July 9, 2014 at 10:59 AM
Tuesday, July 08, 2014 – Aditional post-Guest Columnist – My mom – June Jens
Today I received a copy of the article my mom wrote for her monthly newsletter in Madison, Wisconsin. She is 88 and did not start writing until about 10 years ago, but she always wrote such great letters, so I encouraged her to take it further. It’s important to note that she is nearly blind from macular degeneration and it takes an enormous effort to hand-write everything because of it. I felt such a powerful heartprint when I read her piece that I am posting it today. I didn’t change a word. Bing! BIG Heartprint!
Guest columnist – June Jens - Madison, Wisconsin – 88 years young!
It’s July and time to celebrate Independence Day. Every year when this day comes up, I can’t help but thing of the trip I took to Jakarta, Indonesia in 1996.
My daughter Mary and her husband John lived there for three years. John was there to assist in the building of a ceramic factory. When I got off the plane and entered the airport, it hit me dead-on that I was in another country. For one thing, I felt like a giant. . .everyone was so short! Then I saw Mary and John. They took me straight through customs. I was not searched because John told me he bribed the guards.

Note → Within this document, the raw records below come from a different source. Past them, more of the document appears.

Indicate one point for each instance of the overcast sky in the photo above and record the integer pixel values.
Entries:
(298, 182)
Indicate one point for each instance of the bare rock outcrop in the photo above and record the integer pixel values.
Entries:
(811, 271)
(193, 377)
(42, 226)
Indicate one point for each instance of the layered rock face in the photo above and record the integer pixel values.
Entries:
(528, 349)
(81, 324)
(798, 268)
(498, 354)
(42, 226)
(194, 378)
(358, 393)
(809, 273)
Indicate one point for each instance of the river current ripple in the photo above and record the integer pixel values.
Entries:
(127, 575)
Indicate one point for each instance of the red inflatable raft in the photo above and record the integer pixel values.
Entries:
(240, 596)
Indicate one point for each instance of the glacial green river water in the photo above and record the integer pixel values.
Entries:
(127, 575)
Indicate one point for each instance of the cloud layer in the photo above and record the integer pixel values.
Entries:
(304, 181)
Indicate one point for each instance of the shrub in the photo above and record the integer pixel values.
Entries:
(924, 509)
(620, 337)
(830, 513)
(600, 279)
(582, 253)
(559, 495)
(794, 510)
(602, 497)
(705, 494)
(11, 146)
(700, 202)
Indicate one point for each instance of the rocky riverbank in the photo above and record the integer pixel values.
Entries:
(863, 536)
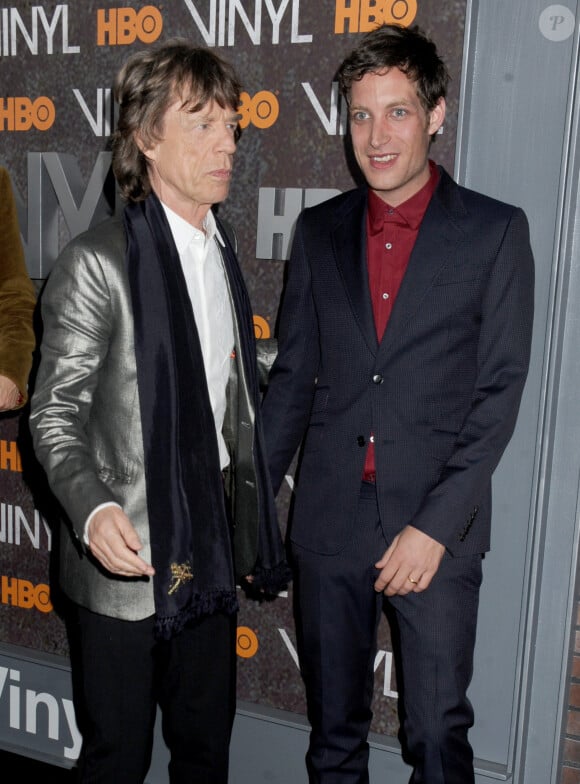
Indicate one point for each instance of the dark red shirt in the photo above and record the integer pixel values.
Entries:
(391, 235)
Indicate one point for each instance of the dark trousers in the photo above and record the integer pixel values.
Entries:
(338, 617)
(121, 673)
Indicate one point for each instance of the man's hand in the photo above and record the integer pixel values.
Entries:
(9, 394)
(409, 564)
(114, 542)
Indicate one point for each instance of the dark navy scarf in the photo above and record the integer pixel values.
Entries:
(190, 536)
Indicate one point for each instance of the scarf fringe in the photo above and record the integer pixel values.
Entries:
(201, 605)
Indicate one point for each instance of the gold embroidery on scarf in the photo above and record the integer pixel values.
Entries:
(180, 574)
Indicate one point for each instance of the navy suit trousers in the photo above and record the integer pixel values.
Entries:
(434, 633)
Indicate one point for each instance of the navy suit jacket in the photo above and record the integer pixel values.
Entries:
(440, 392)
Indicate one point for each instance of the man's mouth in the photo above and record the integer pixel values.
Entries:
(383, 158)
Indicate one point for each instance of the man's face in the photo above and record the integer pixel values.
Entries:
(390, 133)
(191, 167)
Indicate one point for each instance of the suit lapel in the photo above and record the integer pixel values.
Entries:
(349, 240)
(435, 246)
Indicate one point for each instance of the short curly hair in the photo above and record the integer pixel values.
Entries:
(146, 86)
(405, 48)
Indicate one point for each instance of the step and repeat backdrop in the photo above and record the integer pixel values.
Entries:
(57, 64)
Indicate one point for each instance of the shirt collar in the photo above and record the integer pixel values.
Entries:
(410, 212)
(183, 232)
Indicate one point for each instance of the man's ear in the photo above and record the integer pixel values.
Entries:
(148, 152)
(437, 116)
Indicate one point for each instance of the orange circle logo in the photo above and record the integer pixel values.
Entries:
(246, 642)
(261, 327)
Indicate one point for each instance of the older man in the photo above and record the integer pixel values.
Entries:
(147, 387)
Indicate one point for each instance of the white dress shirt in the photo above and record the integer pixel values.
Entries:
(205, 277)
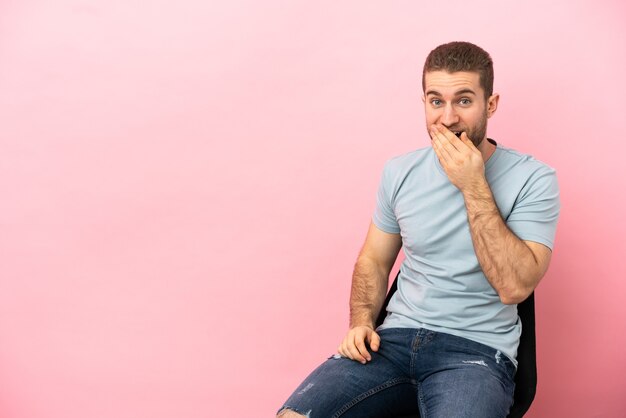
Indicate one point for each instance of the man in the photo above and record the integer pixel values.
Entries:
(477, 223)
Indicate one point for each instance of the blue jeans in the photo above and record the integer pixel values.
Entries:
(440, 374)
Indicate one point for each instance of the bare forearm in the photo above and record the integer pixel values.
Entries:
(508, 263)
(369, 286)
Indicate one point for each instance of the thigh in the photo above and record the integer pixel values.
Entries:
(341, 387)
(469, 381)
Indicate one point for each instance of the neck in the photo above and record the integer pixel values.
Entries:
(486, 148)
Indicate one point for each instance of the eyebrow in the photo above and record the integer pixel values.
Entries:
(457, 93)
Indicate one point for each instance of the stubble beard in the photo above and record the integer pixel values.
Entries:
(476, 133)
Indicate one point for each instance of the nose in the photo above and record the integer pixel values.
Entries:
(449, 117)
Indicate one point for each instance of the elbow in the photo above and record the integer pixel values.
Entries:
(515, 296)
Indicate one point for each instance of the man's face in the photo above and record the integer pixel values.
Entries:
(457, 101)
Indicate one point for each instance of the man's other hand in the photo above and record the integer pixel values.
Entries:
(353, 345)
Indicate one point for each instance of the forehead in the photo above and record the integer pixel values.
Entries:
(445, 83)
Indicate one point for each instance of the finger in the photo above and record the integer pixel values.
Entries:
(438, 144)
(355, 352)
(360, 345)
(374, 340)
(343, 349)
(451, 138)
(468, 142)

Hmmm. . .I really thought about that.
When we went to visit the factory one day, we went to the front door, which was a series of many doorways. John explained they had to build them that way to keep the bad spirits out!
Later, when we were in a shopping area, a man sold me two small figures. He told me to hang them near my front door. . .to keep the bad spirits out. Wherever I live that is where I put them. Guess it works. I’m still here.
One other thing I learned. . .where tapioca comes from. I saw people working on the huge roots of a tree and was told they were harvesting tapioca. No wonder it’s so expensive. . .it’s all imported.
I could write a book on that trip as I saw the country as it really is. . .not what they show the tourists. Very poor country. . .those people really have very little.
After a long, arduous journey to get back home, I remember my first view of the United States in L.A.. If I could have, I would have picked it up and hugged it. I was so glad I was an American. And you should be, too. . .you really are fortunate to be an American and being able to celebrate “The Fourth”.